A sea of red shirts and decorated banners swarmed outside of the Legislature on April 13 as the people rallied for lawmakers to pass a bill that would decriminalize certain uses of syringes.
House Bill 601 has been proposed in an attempt to reduce the spread of blood-borne diseases such as HIV and hepatitis C. Currently in North Carolina, the use, possession, manufacture or delivery of injection equipment is unlawful without a prescription. The new bill would change this, in hopes that injection drug users will use clean needles, thus reducing the risk of transmitting blood-borne diseases.
One of the main goals that supporters hope to achieve through the measure is a decrease in the number of law enforcement officers who get stuck by a dirty needle from users who are hesitant to reveal that they have a syringe.
According to the North Carolina Harm Reduction Coalition (NCHRC), a third of law enforcement officers in North Carolina are stuck by a needle at some point in their career.
Lisa Hazirjian, policy and advocacy coordinator for the North Carolina AIDS Action Network, said that 28 percent of police officers get more than one needle stick in the course of their career.
"That needle could have HIV in it and it could have hepatitis in it, and a needle is one of the few places that HIV can stay alive for a while because it is sort of a little incubator for it," Hazirjian said. "It presents a real threat to law enforcement."
Robert Childs, executive director of the NCHRC, said that states that have already decriminalized syringes have seen a 66 percent reduction in needle sticks.
The idea behind the bill, according to Hazirjian, is for people to be able to reveal they have a needle without risking arrest. She also hopes that the bill would encourage people to buy clean syringes, rather than reusing them.
"That has huge added benefits beyond law enforcement, as well for slowing the spread of HIV, because right now we're in a situation where people share needles because they're afraid of being found with needles on them," Hazirjian said.
North Carolina is home to 50,000 injection drug users, the NCHRC said.

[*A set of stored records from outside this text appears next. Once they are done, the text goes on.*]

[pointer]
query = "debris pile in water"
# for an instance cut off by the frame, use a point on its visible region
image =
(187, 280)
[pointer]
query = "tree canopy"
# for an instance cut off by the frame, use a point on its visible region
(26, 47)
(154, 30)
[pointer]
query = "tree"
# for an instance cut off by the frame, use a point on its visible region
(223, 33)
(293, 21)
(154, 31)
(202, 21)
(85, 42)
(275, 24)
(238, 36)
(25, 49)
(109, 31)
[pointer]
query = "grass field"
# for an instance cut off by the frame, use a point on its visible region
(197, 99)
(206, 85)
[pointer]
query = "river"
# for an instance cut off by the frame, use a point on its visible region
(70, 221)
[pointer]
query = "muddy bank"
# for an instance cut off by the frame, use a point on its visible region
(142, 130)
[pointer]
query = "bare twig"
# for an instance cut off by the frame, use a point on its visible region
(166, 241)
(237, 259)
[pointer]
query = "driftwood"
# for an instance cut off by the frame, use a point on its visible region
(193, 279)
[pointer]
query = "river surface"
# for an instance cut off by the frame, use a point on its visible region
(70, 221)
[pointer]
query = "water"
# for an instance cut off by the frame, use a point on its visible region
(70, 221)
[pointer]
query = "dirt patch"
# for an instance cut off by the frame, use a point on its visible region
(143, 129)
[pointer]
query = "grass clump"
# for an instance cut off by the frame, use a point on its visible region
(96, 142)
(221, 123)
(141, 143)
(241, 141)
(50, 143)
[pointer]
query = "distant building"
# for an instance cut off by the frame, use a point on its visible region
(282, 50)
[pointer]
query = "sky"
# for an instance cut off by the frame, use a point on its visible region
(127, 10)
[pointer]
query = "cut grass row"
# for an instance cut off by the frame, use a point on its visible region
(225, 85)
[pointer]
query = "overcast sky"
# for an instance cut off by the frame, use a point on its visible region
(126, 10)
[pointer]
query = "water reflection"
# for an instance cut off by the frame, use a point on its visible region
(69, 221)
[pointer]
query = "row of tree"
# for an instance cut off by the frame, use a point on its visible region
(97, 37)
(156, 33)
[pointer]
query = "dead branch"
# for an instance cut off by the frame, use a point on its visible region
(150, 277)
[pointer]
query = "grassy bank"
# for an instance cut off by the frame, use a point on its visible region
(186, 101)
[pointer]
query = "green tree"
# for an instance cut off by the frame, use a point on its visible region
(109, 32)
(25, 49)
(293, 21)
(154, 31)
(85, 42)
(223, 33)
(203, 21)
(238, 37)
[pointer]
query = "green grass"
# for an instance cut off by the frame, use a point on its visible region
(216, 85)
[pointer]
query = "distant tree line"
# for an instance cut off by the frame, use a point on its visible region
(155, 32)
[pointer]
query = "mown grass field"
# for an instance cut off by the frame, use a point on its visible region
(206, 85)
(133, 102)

According to a 2005 report by the Centers for Disease Control and Prevention, an intravenous drug user injects himself or herself an estimated 1,000 times a year. That same report concluded that syringe exchange programs—which are different from what is being proposed in North Carolina—do not encourage drug use, nor do they attract first-time drug users.
If passed, the bill would allow users to buy clean syringes from a pharmacy. This has concerned the bill's critics, who contend it would cause an increase in illegal activities.
Phyllis Stephens, public information director for the Wake County Sheriff's Office, said that Wake County Sheriff Donnie Harrison opposes the bill. She added that all other sheriffs also oppose it.
"[Sheriff Harrison] does not see a need for anyone having syringes unless that person is on medication prescribed by a doctor," Stephens said. "He feels this bill would just open the door for other illegal activities."
Childs said that the NCHRC has mostly seen support for the bill, including from some other law enforcement officers.
"We only seem to get opposition from people who are elected in the sheriff's body," Childs said. "The only thing this does is save society money, prevent HIV, prevent hepatitis and prevent law enforcement sticks."
Although Sheriff Harrison opposes the bill, Stephens said that he is concerned for his officers who have to search drug users who have syringes on them.
Both Childs and Hazirjian, however, believe that providing easier access to clean syringes actually helps people get treatment. "People are less afraid to come out that they are doing something, which leads them to more access and care," Childs said.
Another concern that was raised in the press conference on April 13 was the fiscal effect of the bill. According to Hazirjian, decriminalizing syringes could save taxpayer dollars. She points out that the fewer officers who get stuck, the fewer taxpayer dollars go toward medical bills for officers, who immediately get post-exposure treatment for HIV upon being stuck with a needle.
"The assumption is you got a needle stick, you've been exposed to HIV and that means months and months of taking a whole course of expensive medications that also can be really debilitating," Hazirjian said. "You and I both want for our cops to have that health care, but it's better still if those cops never get a needle stick in the first place. That's one immediate thing that for sure would be a financial savings of decriminalizing syringes."
The bill, co-sponsored by Democrats state Rep. Verla Insko of Orange County and Pricey Harrison of Guilford County, is in the Rules, Calendar and Operations of the House Committee; no vote has been scheduled.
"There are really only benefits to this. You know it's just syringe possession being illegal doesn't do anything to prevent the spread of HIV and it doesn't really do anything to deter people from using syringes for illegal purposes," Hazirjian said. "What it does is it drives those people underground, where they can't get care, they can't get treatment and the virus spreads further."